Domenico Moro
Commento n. 238 - 7 dicembre 2021
Il 23 novembre scorso, otto giorni dopo che il Consiglio dei ministri dell’UE aveva esaminato la prima bozza dello Strategic Compass, il Capo di Stato maggiore dell’Aeronautica militare, generale Luca Goretti, ha preso parte ad un’audizione davanti alle Commissioni Difesa riunite di Camera e Senato, sulla partecipazione italiana al progetto Tempest. Il contenuto dell’audizione è indicativo delle scelte che attendono la classe politica italiana nei prossimi mesi.
Il gen. Goretti, sollecitato da due domande della Presidente della Commissione difesa del Senato, Roberta Pinotti, che gli chiedeva se il Tempest e il Future Combat Air System (FCAS) franco-tedesco-spagnolo, potessero convergere in un unico progetto europeo, ha fornito due precisazioni. La prima, secondo cui la collaborazione anglo-italiana (cui si è poi aggiunta la Svezia) è stata sostenuta dall’Italia con l’ambiziosa intenzione di fare da “trait d’union tra la NATO e l’Unione europea, a garanzia di una piena interoperabilità con gli altri Paesi alleati, e di un potenziala accesso ai fondi di sviluppo dedicati alla nascente difesa europea”. Questo è, forse, vero per la NATO e se gli USA non si doteranno di un proprio velivolo di cosiddetta “sesta generazione”, ma sembra ben più difficile per l’UE, che si sta muovendo in una diversa direzione.
Nella seconda risposta, il gen.
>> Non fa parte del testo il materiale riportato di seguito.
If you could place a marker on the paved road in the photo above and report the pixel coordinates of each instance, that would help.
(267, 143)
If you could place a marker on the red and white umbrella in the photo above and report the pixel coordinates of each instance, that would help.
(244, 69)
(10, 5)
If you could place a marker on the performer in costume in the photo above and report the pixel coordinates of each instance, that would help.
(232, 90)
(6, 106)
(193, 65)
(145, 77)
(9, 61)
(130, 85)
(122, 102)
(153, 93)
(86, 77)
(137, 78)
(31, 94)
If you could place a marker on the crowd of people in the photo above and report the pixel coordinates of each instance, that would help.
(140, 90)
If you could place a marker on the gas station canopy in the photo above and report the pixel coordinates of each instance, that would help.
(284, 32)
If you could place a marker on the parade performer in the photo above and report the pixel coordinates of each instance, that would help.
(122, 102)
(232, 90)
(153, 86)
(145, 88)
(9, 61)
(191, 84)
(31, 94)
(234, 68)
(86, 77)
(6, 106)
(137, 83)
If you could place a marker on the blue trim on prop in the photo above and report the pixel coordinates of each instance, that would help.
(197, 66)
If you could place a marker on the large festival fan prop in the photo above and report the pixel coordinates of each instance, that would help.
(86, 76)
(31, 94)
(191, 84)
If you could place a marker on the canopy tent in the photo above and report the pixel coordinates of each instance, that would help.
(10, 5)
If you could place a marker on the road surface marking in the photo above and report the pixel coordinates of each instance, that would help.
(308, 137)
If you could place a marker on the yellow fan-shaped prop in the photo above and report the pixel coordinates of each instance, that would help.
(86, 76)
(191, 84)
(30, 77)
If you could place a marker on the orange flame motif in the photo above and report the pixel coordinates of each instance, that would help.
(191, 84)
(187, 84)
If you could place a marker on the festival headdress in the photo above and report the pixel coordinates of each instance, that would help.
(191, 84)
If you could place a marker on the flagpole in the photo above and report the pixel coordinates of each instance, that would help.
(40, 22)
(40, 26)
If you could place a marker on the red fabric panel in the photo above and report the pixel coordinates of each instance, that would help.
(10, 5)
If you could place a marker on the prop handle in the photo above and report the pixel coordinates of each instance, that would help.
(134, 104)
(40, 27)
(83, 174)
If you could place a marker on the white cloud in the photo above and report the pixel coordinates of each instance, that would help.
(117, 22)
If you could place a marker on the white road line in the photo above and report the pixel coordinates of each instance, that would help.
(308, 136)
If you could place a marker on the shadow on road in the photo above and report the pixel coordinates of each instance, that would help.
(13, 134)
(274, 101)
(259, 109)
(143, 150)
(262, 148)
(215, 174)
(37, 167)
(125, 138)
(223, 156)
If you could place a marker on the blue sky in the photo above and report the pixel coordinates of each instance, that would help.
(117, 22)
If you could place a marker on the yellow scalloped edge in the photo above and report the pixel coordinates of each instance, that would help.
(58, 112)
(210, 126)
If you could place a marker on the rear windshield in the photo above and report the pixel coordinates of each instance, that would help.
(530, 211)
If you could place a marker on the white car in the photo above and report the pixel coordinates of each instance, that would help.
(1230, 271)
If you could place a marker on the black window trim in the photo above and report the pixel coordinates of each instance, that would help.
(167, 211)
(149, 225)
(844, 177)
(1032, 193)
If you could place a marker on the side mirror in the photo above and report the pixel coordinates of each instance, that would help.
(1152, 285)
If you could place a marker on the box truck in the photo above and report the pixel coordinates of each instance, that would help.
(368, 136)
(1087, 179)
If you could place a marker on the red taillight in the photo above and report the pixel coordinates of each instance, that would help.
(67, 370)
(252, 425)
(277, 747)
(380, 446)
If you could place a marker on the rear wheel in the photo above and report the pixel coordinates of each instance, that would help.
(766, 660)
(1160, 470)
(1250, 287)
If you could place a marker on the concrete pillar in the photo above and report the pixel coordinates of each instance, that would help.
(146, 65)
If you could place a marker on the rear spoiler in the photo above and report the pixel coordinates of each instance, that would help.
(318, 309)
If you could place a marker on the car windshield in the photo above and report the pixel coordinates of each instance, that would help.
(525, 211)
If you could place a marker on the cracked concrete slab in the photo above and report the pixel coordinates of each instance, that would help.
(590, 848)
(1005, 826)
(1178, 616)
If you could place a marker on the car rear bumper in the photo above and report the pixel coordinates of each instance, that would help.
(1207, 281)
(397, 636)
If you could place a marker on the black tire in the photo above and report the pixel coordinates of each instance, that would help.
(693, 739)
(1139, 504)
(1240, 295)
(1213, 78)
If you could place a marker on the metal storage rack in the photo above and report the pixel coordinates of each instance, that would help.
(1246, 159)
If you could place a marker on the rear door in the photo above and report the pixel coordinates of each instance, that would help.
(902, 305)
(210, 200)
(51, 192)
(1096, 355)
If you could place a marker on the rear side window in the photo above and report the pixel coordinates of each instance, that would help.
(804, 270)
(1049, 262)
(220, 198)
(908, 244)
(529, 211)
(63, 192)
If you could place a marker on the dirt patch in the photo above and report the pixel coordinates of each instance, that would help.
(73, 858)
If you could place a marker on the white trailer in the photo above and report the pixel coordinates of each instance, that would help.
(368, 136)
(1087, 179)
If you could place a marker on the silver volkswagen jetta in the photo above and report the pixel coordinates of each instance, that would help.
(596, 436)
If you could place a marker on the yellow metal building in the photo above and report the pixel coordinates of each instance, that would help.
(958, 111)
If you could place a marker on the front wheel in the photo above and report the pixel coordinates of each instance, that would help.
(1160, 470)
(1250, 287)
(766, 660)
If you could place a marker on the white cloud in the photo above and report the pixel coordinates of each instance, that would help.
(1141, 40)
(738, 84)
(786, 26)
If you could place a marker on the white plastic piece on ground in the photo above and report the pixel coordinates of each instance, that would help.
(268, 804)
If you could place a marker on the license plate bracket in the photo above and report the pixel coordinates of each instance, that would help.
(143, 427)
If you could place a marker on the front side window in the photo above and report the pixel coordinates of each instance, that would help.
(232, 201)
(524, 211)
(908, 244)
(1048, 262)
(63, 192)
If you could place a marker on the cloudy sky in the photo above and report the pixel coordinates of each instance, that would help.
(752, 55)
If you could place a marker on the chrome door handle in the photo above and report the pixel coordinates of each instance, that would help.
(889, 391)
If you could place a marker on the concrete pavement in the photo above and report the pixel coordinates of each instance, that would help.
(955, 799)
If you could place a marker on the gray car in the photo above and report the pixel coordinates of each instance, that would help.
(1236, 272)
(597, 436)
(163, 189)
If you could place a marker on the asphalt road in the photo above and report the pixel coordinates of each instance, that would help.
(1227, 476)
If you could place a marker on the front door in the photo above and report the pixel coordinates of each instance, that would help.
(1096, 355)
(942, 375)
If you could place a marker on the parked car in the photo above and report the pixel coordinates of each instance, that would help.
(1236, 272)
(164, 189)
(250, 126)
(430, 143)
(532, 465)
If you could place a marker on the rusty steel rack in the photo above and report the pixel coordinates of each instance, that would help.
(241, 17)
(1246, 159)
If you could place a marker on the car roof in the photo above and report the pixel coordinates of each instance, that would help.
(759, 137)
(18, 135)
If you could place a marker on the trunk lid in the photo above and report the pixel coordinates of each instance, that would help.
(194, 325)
Goretti ha affermato che “prima o poi queste due realtà confluiranno in un’unica realtà, perché è impensabile investire grossissime risorse economiche in programmi equivalenti”. L’approccio suggerito è sicuramente corretto, ma i tempi per una decisione sembrano abbastanza stretti. Lo Strategic Compass, che ha come obiettivo la standardizzazione delle piattaforme militari, la loro interoperabilità e, più in generale, il rafforzamento dell’autonomia strategica europea sul piano della R&S e su quello industriale, verrà approvato nel corso della primavera del prossimo anno e traccerà le linee-guida per una comune politica europea nel settore della difesa. Se è opinabile ritenere che il progetto anglo-italiano Tempest risponda a questi obiettivi, non sembra però che vi siano margini temporali per una convergenza, sul piano tecnico, tra i due progetti, anche per aspetti che nel corso dell’audizione non sono stati affrontati.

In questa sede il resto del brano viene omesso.